Les intervenants dans les émissions sportives télévisées, ou même sur les colonnes de la presse écrite, n’ont fait et ne font encore que jeter de l’huile sur le feu, par des déclarations dénuées de la moindre sagesse,  de la moindre retenue.

En bref, il faut avouer  que notre football connaît actuellement une terrible crise de confiance. D’ailleurs,  à l’image de ce qui se passe dans les autres domaines. C’est le reflet de nos  sentiments de haine, de mépris, de jalousie et de rancœur, que nous éprouvons entre nous autres citoyens.

Admettons qu’un arbitre a commis une erreur,  fatale, soit-elle,  est-ce une raison pour qu’on se transforme en « belligérants », en faisant le show avec des propos qui font honte. Bien sûr, les émissions télévisées cherchent le « buzz ». Mais, à quel prix ? Au détriment des valeurs, évidemment. Au lieu de calmer les esprits et d’inviter des personnalités sportives connues pour leur sagesse , leur calme et l’étendue de leur vision, par des analyses objectives et rationnelles, on a l’impression que les invités sont sciemment ciblés, pour envenimer  davantage l’atmosphère.

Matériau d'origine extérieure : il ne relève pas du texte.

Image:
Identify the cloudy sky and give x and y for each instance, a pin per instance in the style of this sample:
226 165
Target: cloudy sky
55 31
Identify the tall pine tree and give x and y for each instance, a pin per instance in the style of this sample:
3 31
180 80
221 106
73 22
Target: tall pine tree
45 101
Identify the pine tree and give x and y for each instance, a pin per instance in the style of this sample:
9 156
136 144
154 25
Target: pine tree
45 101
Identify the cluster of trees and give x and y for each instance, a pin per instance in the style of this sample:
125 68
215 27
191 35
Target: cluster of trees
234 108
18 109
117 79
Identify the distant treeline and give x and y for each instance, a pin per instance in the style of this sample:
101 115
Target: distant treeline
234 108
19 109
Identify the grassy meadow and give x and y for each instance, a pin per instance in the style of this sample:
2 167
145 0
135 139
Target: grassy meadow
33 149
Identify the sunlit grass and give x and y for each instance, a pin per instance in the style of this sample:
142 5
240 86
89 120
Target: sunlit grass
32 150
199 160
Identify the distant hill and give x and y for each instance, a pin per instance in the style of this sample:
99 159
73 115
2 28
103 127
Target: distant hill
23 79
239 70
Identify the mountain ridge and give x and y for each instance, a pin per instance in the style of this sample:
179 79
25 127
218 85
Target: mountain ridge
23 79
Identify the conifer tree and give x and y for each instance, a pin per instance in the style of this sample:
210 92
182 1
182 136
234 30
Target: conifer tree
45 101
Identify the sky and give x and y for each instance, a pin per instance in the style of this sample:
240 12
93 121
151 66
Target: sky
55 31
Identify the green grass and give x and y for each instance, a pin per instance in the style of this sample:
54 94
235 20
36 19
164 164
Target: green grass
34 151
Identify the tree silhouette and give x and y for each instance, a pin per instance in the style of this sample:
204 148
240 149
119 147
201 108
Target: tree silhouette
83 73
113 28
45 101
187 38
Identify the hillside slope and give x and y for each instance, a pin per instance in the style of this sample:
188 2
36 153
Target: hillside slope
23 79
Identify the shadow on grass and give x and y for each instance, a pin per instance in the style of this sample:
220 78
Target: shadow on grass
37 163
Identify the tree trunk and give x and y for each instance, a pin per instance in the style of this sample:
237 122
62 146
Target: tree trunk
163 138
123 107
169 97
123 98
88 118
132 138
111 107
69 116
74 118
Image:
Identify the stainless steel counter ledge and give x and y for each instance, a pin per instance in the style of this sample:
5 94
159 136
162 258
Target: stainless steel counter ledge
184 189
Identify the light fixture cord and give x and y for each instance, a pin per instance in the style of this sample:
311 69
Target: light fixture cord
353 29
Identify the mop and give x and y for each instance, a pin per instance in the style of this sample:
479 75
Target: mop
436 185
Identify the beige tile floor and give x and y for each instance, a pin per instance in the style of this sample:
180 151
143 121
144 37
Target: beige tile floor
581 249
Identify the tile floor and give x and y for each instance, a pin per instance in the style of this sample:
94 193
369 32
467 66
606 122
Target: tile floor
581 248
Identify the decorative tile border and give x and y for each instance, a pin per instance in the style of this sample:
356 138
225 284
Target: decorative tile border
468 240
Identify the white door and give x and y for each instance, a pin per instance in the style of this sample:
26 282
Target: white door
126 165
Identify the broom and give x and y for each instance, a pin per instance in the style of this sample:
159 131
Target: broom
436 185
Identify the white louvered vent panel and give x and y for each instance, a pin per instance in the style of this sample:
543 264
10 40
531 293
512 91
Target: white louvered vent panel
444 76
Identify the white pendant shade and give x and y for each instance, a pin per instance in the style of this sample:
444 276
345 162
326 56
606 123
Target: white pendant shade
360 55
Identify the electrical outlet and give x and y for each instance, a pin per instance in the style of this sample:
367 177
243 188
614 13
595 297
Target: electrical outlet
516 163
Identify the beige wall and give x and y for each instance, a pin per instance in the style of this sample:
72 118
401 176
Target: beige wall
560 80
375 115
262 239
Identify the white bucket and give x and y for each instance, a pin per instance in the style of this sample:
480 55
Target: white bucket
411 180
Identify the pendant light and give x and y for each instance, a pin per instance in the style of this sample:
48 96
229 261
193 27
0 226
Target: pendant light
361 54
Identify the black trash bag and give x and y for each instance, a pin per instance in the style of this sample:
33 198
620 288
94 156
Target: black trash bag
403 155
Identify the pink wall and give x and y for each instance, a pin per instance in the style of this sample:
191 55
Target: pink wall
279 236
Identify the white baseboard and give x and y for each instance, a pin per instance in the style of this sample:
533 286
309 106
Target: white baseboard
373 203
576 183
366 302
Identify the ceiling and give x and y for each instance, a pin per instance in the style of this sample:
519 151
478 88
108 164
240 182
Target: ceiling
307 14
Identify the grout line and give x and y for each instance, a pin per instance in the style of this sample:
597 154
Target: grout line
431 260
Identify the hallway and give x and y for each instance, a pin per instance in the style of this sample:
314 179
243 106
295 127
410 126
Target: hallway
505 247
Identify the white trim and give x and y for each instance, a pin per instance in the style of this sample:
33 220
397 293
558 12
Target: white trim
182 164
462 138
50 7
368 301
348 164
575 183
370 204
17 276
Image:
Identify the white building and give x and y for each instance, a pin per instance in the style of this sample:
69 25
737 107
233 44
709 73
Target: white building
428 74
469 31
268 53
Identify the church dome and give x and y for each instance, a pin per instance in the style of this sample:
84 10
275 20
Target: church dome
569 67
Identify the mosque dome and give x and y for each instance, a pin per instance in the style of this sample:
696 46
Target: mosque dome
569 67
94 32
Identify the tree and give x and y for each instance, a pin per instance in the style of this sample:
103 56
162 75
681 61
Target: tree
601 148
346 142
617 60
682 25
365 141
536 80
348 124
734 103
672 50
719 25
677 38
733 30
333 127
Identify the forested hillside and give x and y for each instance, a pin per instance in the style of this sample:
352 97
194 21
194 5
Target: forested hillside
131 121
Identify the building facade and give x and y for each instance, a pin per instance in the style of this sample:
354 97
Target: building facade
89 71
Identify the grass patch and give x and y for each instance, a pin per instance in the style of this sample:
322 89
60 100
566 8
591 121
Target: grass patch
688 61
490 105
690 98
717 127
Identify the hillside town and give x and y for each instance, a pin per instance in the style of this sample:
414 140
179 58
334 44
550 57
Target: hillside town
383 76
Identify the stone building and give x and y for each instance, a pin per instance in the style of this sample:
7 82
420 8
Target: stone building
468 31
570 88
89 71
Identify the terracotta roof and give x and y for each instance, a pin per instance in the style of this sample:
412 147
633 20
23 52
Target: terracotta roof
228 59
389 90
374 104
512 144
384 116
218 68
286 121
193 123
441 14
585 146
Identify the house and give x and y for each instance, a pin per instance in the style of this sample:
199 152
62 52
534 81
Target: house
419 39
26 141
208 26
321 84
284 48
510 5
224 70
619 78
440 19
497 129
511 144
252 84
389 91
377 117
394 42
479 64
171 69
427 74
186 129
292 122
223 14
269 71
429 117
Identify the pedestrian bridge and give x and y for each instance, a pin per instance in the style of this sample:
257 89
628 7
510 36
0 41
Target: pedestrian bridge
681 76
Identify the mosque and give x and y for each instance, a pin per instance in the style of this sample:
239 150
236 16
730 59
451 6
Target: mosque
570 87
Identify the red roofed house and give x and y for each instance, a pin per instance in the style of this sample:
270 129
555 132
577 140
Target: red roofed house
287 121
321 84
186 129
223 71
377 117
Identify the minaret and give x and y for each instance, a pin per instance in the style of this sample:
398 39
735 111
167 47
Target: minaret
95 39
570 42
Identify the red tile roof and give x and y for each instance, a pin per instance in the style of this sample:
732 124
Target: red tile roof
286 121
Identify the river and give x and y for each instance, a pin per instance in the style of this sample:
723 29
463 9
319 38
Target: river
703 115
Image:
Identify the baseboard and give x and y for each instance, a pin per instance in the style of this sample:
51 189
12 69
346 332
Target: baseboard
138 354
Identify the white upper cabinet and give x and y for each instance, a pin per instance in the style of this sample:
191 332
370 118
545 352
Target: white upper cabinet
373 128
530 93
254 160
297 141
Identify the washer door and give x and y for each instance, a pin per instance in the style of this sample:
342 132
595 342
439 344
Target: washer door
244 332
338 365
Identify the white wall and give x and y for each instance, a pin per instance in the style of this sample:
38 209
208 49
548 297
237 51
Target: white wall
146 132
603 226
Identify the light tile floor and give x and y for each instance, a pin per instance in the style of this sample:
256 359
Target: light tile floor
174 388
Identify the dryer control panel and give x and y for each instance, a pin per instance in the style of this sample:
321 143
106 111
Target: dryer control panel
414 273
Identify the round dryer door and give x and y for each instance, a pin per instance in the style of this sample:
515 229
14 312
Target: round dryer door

Par myopie,  sans nul doute,  ces pêcheurs en eau trouble, sont en train de porter un sacré coup à l’image de notre football dans le monde.

Ces tribunes sont devenues, malheureusement, un endroit propice aux coups bas et aux règlements de compte, entre X et Y.

On est allé même jusqu’à accuser  des clubs et des personnalités, de corruption, au vu et au su des millions de téléspectateurs, sans que l’animateur n’intervienne pour dominer le débat. Un silence  qui ne diffère guère d’une complicité.

Normalement, celui qui détient des preuves de corruption n’a qu’à les présenter à la justice. Sinon, il doit être  obligatoirement jugé pour diffamation et atteinte à l’ordre public. Car, ce qui se propage à travers  ces émissions se répercute directement  sur le comportement  des individus, dans  la vie quotidienne et plus particulièrement tous les dimanches dans les stades.

Il est  temps de mettre de l’ordre,  dans le secteur médiatique,  et plus précisément dans les tribunes T.V.  Un animateur  doit être conscient des sujets  à présenter et  bien informés sur le  profil de ses invités. Or, s’il  met la sensation comme priorité absolue,  sans se soucier de l’objectivité  ni de l’appel de la raison, eh ben, sa place est loin d’être devant une caméra. Souvent, les diplômes ne valent rien devant la culture ! 

Au lieu de chercher d’autres sujets beaucoup plus importants à débattre, pour sortir notre football de l’ornière (manque d’infrastructure, formation des jeunes négligée, diplômés en football, en chômage, absence chronique des sélections des jeunes de la CAN et du Mondial, l’apport approximatif des joueurs  étrangers, bilan de professionnalisme depuis son instauration, etc…), donc, au lieu  de prêter de l’attention à ces sujets, on trouve le moyen d’envenimer nos soirées par des débats stériles et d’une nullité absolue. 

C’est le règne de la médiocrité, ni plus ni moins. Quand on manque de matière pour manque d’idées et de réflexion, on se limite à gérer la médiocrité du quotidien pour l’imposer au pauvre téléspectateur.

 Heureusement, les chaînes étrangères ne manquent pas sur le petit écran !!!